Just like with contact tracing teams, where only limited positions are served by health care workers, vaccination clinics will use staff without medical backgrounds to take care of administrative and other non-injection related tasks.

“We have the … opportunity with immunization so people that can put needles in arms are putting needles in arms, they’re not directing traffic,” Livingstone said.

He added that the province will also look at professions such as public health staff, relief workers, ems, pharmacists, medical students, retired health care professionals, First nations health staff and “nontraditional immunizers” to administer the vaccines.

They’ll also rely on business and community partners to help administer the clinics.

“We’ve had a number of organizations reach out to say we’re willing to help,” Livingstone said.

He added that the testing process has taught SHA that not everyone likes to make appointments, which is why having drive-thru and other no-appointment clinics is important.

Merriman defends decisions to not prioritize front-line workers in phase 2, ramp up talk about vaccines now

During Tuesday’s announcement, Merriman also fielded questions about the timing of the vaccination plan announcement and the decision to leave certain groups off of the priority list.

Several frontline groups have been advocating for priority vaccine access when mass vaccinations begin.

“This is the fastest way to get vaccines,” Merriman said.

“I’ve heard from all groups lobbying to get included in the sequence. They’re all valid points.
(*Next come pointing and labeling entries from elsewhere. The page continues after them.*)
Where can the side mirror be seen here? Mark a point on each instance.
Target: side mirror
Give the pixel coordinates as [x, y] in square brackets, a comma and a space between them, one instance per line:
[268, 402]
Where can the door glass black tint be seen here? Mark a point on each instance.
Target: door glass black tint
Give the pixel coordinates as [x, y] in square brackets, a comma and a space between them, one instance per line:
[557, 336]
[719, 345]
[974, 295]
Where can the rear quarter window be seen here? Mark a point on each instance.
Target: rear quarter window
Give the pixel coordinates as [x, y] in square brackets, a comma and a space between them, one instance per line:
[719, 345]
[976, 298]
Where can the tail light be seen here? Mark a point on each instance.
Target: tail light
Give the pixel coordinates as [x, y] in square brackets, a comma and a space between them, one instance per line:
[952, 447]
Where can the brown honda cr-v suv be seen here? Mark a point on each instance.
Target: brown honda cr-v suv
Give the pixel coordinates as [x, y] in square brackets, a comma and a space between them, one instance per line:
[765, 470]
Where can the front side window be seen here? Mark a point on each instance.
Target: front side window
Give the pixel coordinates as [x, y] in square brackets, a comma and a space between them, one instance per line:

What we’re looking at is getting a large number of vaccines in a short period of time. The best way to do that .. is to look at age categories.”

As for timing, Livingstone said the province would be ready whenever vaccine supply ramps up. With the federal liberals vowing enough vaccines for everyone who wants one by September, he’s anticipating that supply will be in place before the fall.   With so many questions unanswered, the province says now is the time to start informing people about what to expect when it comes time to get vaccinated. They said information will continue through as many channels as possible, including dispelling myths about the vaccine, in an effort to get as many residents vaccinated as possible.

“This is how we will protect ourselves and those around us,” Merriman said. “This is how we will get through this pandemic and back to a normal life. We’re very confident in this plan. I’m extremely encouraged … that people are so interested in the vaccination process. I’m glad that is happening and I want that to continue to happen. We want to keep them as informed as possible and we want to give them the realistic idea of when they can be getting vaccinated.”